Donald Trump said “hedge fund guys are getting away with murder” when he called for ending a lucrative tax advantage for investment managers, but his published tax plan would give them an even bigger break.
Trump, the presumptive Republican nominee for president, has called for abolishing the special tax treatment that applies to “carried interest,” the share of investment funds’ profits that are paid to fund managers. Currently, carried interest is treated as capital-gains income, which makes it eligible for a tax rate as low as 23.8 percent -- much lower than the current top individual income tax rate of 39.6 percent.
But the plan published on Trump’s website would also create an entirely new tax rate -- just 15 percent -- for individuals who get income from business partnerships. That category includes most managers at hedge funds, private-equity funds and venture capital funds.
In other words, if Trump’s proposals came to pass, many investment managers’ tax rates would go from 23.8 percent to 15 percent.
“He’d be doing me a favor,” said Scott Fearon, the president of Crown Capital Management, a hedge fund and investment fund in Greenbrae, California. “He’d be cutting my taxes quite a bit.”
Spokesmen for Trump’s campaign didn’t respond to requests for comment in e-mails and telephone calls. On Sunday, Trump said on ABC’s “This Week” that if he’s elected, he expects his tax proposals would change during negotiations with Congress. Ultimately, tax rates for high earners might be higher than he has suggested, he said, but he’d try to preserve proposals to lower taxes on the middle class and on businesses.

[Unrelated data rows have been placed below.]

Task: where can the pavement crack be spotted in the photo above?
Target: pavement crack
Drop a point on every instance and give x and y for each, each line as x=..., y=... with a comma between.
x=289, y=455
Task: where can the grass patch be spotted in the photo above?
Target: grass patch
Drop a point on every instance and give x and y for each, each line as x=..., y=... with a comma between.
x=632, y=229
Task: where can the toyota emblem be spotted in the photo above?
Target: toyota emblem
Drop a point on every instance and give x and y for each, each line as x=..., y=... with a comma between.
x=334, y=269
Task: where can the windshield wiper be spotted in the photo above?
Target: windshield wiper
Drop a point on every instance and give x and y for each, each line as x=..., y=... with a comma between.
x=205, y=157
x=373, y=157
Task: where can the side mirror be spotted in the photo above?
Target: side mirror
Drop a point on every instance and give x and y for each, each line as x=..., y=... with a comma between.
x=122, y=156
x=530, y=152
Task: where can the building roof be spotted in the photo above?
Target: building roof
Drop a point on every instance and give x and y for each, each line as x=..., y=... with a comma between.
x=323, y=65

He didn’t mention his partnership proposal specifically.
“I will try and keep everything,” Trump said. “What I really want is lower on business, because business -- we’re the highest-taxed nation in the world. And I want lower on the middle class.”
Trump’s position on hedge fund taxes resurfaced Thursday when he named Steven Mnuchin, a hedge fund manager, to lead his national fundraising. Trump, a billionaire businessman and former reality-television star, had been largely self-funding his campaign.
Mnuchin declined to comment on Trump’s attacks on carried interest and hedge funds. But he said he’s already gotten calls from fellow hedge-fund managers and others on Wall Street expressing their support for the candidate.